Le dispositif expérimental que nous avons utilisé (usage de deux cultivars développant, ou non,

des réponses symbiotiques avec A. lipoferum CRT1) nous a permis de montrer que la présence

d’A. lipoferum CRT1 sur les racines du maïs s’accompagne d’une baisse des teneurs de

nombreux composés énergétiques simples et ce, même en absence de toute réponse symbiotique

de la plante à la bactérie. Notre hypothèse est que ce phénomène est lié à la consommation

d’exsudats racinaires par les bactéries. Elle sera testée dans le chapitre 3 durant une analyse des

métabolomes et transcriptomes des feuilles et racines de ces deux variétés de maïs en présence

ou absence d’A. lipoferum CRT1.

Un des métabolites dont la teneur est spécifiquement modifiée dans la sève brute lors d’une

réponse symbiotique à A.lipoferum CRT1 est le glucose.

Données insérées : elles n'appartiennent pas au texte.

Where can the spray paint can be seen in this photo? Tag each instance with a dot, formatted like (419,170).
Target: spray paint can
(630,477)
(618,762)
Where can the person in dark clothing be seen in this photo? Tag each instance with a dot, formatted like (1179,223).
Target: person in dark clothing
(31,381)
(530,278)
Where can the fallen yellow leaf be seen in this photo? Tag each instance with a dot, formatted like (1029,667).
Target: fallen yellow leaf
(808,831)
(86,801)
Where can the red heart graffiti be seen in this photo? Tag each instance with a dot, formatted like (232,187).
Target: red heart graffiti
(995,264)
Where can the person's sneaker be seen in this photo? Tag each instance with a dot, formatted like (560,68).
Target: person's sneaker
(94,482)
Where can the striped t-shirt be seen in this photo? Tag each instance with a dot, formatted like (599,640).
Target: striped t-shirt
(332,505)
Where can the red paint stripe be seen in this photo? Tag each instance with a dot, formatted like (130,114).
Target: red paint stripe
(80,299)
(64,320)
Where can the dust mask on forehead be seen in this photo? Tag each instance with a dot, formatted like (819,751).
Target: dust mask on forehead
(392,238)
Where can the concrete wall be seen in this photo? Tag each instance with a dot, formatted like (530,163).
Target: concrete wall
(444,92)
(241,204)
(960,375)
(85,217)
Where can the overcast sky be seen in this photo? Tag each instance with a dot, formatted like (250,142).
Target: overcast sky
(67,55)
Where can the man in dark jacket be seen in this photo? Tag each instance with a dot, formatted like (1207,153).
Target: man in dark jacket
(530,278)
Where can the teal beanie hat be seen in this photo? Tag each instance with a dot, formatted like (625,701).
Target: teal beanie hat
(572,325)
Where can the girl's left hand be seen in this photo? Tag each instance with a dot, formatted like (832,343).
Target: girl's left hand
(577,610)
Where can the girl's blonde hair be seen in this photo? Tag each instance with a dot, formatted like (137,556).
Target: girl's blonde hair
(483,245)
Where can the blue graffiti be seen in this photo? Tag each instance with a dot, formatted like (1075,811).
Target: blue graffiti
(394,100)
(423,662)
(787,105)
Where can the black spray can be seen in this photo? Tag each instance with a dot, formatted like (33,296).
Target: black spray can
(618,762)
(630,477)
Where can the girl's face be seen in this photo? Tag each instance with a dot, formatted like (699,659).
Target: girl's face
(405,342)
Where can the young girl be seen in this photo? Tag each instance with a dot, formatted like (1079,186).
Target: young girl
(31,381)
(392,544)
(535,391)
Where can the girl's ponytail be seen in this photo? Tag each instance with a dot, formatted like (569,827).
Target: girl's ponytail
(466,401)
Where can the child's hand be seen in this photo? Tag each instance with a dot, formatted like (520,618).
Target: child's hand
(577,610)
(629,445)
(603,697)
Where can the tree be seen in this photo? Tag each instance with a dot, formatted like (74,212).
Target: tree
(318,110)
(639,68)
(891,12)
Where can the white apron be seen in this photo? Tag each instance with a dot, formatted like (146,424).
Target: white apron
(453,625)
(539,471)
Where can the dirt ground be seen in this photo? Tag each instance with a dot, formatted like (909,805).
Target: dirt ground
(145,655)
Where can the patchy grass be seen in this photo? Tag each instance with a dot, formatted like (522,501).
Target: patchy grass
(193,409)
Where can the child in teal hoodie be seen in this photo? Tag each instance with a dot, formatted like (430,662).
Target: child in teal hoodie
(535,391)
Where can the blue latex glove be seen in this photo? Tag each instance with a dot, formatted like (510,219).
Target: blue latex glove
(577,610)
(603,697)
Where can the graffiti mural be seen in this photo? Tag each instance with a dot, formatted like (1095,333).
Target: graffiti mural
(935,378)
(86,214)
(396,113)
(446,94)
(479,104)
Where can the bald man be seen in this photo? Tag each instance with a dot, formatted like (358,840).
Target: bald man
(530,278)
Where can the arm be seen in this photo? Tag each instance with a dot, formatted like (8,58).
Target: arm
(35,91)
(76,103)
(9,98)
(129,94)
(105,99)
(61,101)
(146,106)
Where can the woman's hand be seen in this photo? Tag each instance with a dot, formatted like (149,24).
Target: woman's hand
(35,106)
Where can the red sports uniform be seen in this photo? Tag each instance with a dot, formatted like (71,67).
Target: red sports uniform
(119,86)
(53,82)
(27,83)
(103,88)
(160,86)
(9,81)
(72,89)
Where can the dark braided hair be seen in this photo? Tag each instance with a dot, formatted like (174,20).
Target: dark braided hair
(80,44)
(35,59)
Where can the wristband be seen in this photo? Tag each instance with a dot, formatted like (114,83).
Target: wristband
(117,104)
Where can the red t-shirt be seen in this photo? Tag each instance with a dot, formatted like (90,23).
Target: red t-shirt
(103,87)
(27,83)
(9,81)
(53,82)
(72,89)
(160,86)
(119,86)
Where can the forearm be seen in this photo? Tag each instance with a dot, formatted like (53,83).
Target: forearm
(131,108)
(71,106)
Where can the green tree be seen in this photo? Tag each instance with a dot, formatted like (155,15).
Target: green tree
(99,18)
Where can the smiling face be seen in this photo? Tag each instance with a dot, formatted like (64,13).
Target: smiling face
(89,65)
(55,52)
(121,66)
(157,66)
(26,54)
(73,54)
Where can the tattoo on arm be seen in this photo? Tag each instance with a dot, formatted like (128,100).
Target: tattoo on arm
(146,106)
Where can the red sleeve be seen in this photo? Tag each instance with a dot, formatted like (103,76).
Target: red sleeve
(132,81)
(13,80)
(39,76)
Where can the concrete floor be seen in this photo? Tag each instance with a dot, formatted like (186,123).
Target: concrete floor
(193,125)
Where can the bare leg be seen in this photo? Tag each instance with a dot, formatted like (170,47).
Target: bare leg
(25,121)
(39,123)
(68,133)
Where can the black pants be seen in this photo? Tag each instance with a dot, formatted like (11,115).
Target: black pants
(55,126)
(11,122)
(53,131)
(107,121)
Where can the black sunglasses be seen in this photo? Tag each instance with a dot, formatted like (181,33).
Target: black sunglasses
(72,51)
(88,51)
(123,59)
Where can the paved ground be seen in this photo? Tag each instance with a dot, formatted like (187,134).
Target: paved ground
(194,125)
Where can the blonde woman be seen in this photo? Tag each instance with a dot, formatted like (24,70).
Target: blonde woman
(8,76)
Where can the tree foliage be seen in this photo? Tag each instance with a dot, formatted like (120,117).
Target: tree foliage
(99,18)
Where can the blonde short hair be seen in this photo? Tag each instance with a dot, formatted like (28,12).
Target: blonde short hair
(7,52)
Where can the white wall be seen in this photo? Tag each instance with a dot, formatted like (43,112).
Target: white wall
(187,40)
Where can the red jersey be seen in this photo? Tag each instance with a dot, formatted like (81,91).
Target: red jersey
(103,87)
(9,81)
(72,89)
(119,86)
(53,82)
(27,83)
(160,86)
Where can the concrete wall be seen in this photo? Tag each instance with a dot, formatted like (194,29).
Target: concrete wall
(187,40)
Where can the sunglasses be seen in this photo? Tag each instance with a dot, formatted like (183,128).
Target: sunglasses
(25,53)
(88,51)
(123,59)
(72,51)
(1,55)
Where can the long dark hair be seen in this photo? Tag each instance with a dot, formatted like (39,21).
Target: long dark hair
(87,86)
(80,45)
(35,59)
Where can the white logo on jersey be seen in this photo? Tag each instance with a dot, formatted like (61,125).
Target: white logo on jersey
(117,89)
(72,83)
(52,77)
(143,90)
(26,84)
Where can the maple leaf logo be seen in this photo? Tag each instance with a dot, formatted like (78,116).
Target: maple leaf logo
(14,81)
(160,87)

Ce métabolite intervient au niveau de

différents processus physiologiques dans la plante. Il peut être utilisé en tant qu’élément

énergétique, de stockage du carbone, de formation de la paroi cellulaire, de molécule signale

pour la croissance (en interaction avec les voies de signalisation des phytohormones) ou de

répresseur de la photosynthèse en tant que produit terminal de cette dernière (Moore et al.

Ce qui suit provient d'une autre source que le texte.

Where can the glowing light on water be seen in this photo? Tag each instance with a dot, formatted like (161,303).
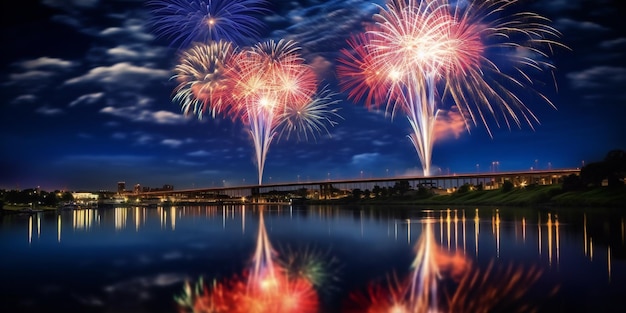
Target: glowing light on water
(444,281)
(421,53)
(268,285)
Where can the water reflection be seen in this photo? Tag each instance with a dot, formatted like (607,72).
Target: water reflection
(452,227)
(265,286)
(456,254)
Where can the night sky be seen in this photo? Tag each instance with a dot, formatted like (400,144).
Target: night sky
(87,102)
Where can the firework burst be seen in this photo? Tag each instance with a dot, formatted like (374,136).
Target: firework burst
(420,53)
(273,87)
(188,21)
(202,81)
(268,87)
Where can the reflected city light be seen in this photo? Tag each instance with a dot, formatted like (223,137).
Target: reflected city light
(121,216)
(608,257)
(266,286)
(30,229)
(476,230)
(59,228)
(447,281)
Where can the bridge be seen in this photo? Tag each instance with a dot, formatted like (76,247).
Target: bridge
(329,189)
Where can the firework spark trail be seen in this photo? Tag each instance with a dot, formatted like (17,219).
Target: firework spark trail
(268,87)
(421,52)
(189,21)
(274,88)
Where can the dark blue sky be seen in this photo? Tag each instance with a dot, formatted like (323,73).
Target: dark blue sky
(87,102)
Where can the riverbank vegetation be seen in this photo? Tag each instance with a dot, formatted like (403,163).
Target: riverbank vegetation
(600,184)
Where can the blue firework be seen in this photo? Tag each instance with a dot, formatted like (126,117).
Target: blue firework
(188,21)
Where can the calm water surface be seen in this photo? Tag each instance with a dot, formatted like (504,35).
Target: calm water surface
(138,259)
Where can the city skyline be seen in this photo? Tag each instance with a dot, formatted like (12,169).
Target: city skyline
(87,102)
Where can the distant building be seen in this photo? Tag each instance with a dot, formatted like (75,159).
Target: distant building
(121,187)
(85,198)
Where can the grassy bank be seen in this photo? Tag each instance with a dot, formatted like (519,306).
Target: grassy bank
(552,196)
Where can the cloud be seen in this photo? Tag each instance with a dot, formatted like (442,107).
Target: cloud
(599,77)
(30,78)
(172,143)
(121,76)
(24,99)
(87,99)
(138,115)
(45,110)
(132,29)
(119,159)
(449,123)
(199,153)
(619,43)
(365,159)
(47,63)
(323,27)
(600,82)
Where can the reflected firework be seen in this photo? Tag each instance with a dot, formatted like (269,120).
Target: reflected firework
(188,21)
(421,53)
(441,281)
(264,287)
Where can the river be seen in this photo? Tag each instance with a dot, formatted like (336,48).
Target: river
(330,258)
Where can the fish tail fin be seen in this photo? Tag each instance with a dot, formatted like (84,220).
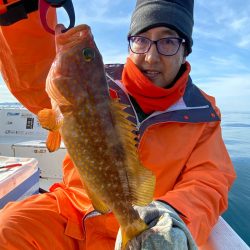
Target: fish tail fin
(141,180)
(53,141)
(132,230)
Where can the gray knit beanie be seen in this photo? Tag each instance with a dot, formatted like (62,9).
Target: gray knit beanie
(175,14)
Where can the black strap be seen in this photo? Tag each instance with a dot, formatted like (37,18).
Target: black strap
(18,11)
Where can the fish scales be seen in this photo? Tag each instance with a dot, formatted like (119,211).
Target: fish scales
(89,126)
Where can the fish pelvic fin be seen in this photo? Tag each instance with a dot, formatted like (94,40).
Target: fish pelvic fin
(48,119)
(97,203)
(141,180)
(131,231)
(53,141)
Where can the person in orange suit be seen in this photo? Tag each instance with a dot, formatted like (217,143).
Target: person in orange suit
(179,139)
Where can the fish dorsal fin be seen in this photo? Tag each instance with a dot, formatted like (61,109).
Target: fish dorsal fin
(141,180)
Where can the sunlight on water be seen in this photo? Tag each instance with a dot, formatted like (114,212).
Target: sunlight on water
(236,134)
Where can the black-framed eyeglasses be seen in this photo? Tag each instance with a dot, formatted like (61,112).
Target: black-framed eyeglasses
(167,46)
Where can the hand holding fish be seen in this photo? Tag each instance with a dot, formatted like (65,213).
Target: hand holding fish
(166,230)
(96,132)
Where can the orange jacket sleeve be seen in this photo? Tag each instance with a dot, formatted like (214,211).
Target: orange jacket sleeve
(26,53)
(201,191)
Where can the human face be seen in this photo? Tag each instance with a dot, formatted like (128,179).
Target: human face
(161,70)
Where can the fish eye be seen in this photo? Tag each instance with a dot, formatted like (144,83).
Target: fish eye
(88,54)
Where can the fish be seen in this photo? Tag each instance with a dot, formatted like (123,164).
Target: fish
(96,131)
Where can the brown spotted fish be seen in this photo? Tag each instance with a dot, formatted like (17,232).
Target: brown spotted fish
(95,131)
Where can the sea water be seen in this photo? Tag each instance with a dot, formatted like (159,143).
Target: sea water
(236,134)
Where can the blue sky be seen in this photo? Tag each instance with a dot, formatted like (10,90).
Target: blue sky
(220,57)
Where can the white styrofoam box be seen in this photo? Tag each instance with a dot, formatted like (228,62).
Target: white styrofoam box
(6,144)
(18,182)
(20,122)
(50,164)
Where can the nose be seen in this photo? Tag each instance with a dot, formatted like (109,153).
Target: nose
(152,56)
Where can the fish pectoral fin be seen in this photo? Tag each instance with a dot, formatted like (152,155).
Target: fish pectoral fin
(53,141)
(141,180)
(48,120)
(97,203)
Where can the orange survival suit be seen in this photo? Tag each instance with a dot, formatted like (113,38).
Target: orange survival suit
(183,146)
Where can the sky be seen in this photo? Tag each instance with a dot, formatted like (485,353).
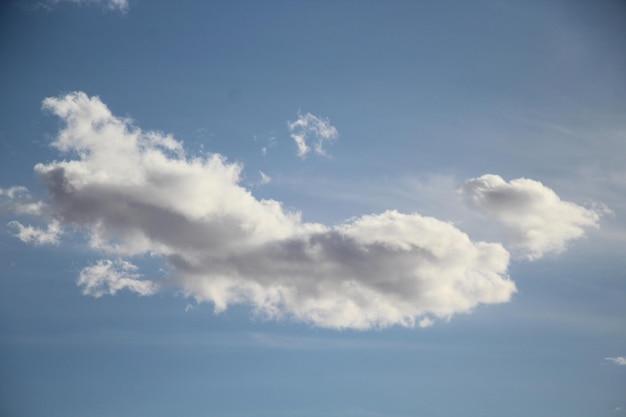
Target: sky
(312,208)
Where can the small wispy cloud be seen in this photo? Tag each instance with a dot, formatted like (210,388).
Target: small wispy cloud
(618,360)
(36,235)
(109,277)
(133,192)
(115,5)
(311,132)
(265,179)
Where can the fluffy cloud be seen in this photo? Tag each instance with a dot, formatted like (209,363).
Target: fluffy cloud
(17,200)
(618,360)
(536,219)
(135,192)
(309,129)
(109,277)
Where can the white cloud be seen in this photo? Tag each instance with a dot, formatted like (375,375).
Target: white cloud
(119,5)
(135,192)
(618,360)
(18,201)
(109,277)
(37,236)
(265,179)
(536,219)
(311,131)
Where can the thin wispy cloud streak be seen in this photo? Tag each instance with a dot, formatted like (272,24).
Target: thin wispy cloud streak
(312,133)
(134,192)
(617,360)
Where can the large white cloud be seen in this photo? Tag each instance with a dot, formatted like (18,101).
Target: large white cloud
(536,219)
(135,192)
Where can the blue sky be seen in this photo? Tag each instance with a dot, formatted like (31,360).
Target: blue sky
(312,209)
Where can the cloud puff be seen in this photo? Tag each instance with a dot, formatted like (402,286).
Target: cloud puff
(135,192)
(309,128)
(17,200)
(109,277)
(618,360)
(38,236)
(536,219)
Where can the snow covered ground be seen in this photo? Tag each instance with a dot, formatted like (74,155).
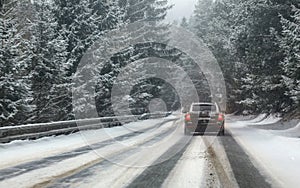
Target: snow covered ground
(277,152)
(22,151)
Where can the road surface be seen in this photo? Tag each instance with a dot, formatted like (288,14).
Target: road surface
(155,154)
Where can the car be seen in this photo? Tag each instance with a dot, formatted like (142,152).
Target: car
(204,118)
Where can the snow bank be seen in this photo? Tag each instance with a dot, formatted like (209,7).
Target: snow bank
(259,118)
(293,132)
(276,155)
(271,119)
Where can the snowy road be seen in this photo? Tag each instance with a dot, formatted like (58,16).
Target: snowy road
(152,153)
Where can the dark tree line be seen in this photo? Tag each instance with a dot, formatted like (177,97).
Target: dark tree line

2003a). Des approches mutant chez Arabidopsis ont pu montrer le rôle prédominant du glucose

en tant que signal d’induction de la morphogénèse précoce de la plantule (Arenas-Huertero et

al. 2000). Les signaux de réponses du glucose, médiés par des hexokinases nécessitent de même

une forte accumulation d’ABA chez la plantule à ce stade de croissance, une preuve que le

signal glucose et la signalisation par les phytohormones sont fortement liés. D’après nos

résultats, la concentration en glucose diminue uniquement dans la sève ascendante du cultivar

Seiddi inoculé avec la PGPR, en comparaison avec le contrôle et le cultivar FuturiXX qui ne

développent pas de réponse symbiotique à A. lipoferum CRT1. Rappelons que la réponse

symbiotique du maïs à A. lipoferum CRT1 se caractérise par une augmentation de croissance

racinaire et une meilleure efficacité de conversion photochimique. L’hypothèse probable est

donc que la diminution de la teneur en glucose observée dans la sève ascendante lèverait l’action

inhibitrice que cette molécule exerce sur la photosynthèse, un phénomène que nous avons

observé lors de nos mesures de rendement quantique de conversion photochimique (Fv/Fm).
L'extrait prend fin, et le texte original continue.